L'immunothérapie par voie sublinguale pour le traitement de l'asthme

Question de la revue

Nous avons évalué les données sur l'utilisation de l'immunothérapie par voie sublinguale (ITSL) pour les personnes souffrant d'asthme par rapport à un placebo ou à un traitement normal de l'asthme. Nous avons cherché à savoir si l'ITSL est un traitement efficace pour le traitement de l'asthme et si elle est sûre.

Contexte

L'asthme est une affection chronique qui provoque des problèmes respiratoires et de la toux, qui s'exacerbent parfois en crises d'asthme. Cela peut conduire à la nécessité pour les patients de prendre des médicaments supplémentaires, aller en consultation ou à l'hôpital pour être traité ou même être hospitalisé. Environ 300 millions de personnes à travers le monde souffrent d'asthme et les allergies pourraient être un facteur déclenchant important des symptômes de l'asthme chez environ la moitié de ces personnes (par ex. acariens, pollens). L'objectif de l'ITSL est de réduire la réponse allergique à l'origine des symptômes asthmatiques ; ceci est réalisé en administrant des doses répétées de la substance à laquelle la personne est allergique sous forme de liquide ou de comprimé sous la langue.
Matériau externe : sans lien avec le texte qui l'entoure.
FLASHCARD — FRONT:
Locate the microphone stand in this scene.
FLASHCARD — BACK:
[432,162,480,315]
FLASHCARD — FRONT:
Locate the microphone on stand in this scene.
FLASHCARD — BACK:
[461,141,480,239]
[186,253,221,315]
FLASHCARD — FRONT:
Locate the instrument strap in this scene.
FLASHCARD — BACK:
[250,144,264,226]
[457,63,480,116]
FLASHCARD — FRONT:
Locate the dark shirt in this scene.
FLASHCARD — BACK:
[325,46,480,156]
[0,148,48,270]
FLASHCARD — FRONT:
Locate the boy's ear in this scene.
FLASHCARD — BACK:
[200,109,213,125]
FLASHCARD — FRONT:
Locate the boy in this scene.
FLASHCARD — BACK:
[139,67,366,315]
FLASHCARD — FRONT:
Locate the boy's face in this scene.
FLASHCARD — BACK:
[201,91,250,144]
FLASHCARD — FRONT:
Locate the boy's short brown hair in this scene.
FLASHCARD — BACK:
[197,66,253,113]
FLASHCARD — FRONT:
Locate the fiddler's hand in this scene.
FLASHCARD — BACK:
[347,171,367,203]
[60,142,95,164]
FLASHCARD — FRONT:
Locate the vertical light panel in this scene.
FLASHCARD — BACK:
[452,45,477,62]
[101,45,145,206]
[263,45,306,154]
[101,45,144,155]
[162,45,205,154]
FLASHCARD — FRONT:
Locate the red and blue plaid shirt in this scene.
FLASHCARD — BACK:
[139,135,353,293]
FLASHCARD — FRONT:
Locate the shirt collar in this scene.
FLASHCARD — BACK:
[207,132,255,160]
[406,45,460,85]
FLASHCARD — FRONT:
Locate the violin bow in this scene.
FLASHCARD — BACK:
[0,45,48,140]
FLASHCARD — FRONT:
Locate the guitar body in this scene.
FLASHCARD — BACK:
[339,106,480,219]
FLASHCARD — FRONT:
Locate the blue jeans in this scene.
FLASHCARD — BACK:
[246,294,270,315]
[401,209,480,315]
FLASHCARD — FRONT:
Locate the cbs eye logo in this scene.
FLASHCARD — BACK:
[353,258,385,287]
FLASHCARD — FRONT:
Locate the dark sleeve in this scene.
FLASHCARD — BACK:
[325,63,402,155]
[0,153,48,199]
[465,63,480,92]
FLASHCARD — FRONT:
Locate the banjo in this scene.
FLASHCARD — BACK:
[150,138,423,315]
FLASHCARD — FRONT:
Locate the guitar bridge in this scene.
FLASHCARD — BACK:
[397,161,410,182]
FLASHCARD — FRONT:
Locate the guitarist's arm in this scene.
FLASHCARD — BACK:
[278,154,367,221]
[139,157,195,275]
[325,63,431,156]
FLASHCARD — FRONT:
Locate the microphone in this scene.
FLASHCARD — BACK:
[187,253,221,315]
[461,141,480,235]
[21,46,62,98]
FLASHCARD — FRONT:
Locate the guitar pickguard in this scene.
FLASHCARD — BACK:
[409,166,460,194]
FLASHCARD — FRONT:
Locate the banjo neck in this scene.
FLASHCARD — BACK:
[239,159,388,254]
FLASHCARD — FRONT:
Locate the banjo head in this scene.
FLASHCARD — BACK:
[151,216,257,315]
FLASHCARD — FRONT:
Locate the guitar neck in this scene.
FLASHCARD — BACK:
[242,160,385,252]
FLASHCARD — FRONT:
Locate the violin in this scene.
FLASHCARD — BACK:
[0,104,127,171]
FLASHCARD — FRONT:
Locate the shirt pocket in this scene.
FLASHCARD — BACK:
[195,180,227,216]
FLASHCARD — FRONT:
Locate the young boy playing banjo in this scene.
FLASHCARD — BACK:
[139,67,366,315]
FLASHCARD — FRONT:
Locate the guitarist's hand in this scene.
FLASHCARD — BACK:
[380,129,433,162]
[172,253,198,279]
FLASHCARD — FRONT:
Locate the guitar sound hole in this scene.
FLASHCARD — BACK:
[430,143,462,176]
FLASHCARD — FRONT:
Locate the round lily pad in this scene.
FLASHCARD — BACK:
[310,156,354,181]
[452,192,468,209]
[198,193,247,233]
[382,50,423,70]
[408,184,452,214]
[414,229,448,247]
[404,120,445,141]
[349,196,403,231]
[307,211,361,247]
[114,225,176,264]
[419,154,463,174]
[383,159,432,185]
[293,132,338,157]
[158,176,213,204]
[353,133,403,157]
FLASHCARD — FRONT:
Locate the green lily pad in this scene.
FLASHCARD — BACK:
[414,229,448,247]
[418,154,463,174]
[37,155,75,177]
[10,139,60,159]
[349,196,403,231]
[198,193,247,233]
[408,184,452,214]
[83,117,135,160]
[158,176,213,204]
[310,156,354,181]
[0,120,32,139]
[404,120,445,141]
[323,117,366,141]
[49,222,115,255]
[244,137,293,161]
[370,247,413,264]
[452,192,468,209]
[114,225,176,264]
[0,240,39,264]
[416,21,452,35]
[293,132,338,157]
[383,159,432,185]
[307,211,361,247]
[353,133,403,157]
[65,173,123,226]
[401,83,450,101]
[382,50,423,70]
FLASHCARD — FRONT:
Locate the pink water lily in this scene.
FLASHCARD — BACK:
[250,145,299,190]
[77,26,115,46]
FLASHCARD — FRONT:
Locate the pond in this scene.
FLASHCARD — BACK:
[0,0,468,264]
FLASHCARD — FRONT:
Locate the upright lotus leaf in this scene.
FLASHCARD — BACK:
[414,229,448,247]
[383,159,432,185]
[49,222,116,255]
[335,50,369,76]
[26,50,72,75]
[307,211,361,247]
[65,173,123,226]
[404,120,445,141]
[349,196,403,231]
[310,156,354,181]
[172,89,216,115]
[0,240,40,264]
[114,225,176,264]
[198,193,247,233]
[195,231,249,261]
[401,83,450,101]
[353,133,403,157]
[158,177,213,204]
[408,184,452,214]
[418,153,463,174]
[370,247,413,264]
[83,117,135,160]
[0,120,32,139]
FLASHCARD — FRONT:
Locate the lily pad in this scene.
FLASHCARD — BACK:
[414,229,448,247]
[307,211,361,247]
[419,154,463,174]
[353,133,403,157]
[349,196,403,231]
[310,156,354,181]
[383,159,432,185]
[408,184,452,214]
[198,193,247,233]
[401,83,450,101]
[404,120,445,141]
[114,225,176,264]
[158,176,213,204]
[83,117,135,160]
À l'heure actuelle,on ne sait pas si l'ITSL est plus utile ou plus sûre comparée à un placebo ou juste à la poursuite des traitements normaux de l'asthme pour les personnes souffrant d'asthme.

Caractéristiques des études

Nous avons inclus 52 études portant sur 5077 personnes. Ces études ont duré entre un et trois ans. La plupart des patients inclus dans les études présentaient un asthme léger. Les deux sexes ont été inclus, et environ la moitié des études portaient uniquement sur des enfants.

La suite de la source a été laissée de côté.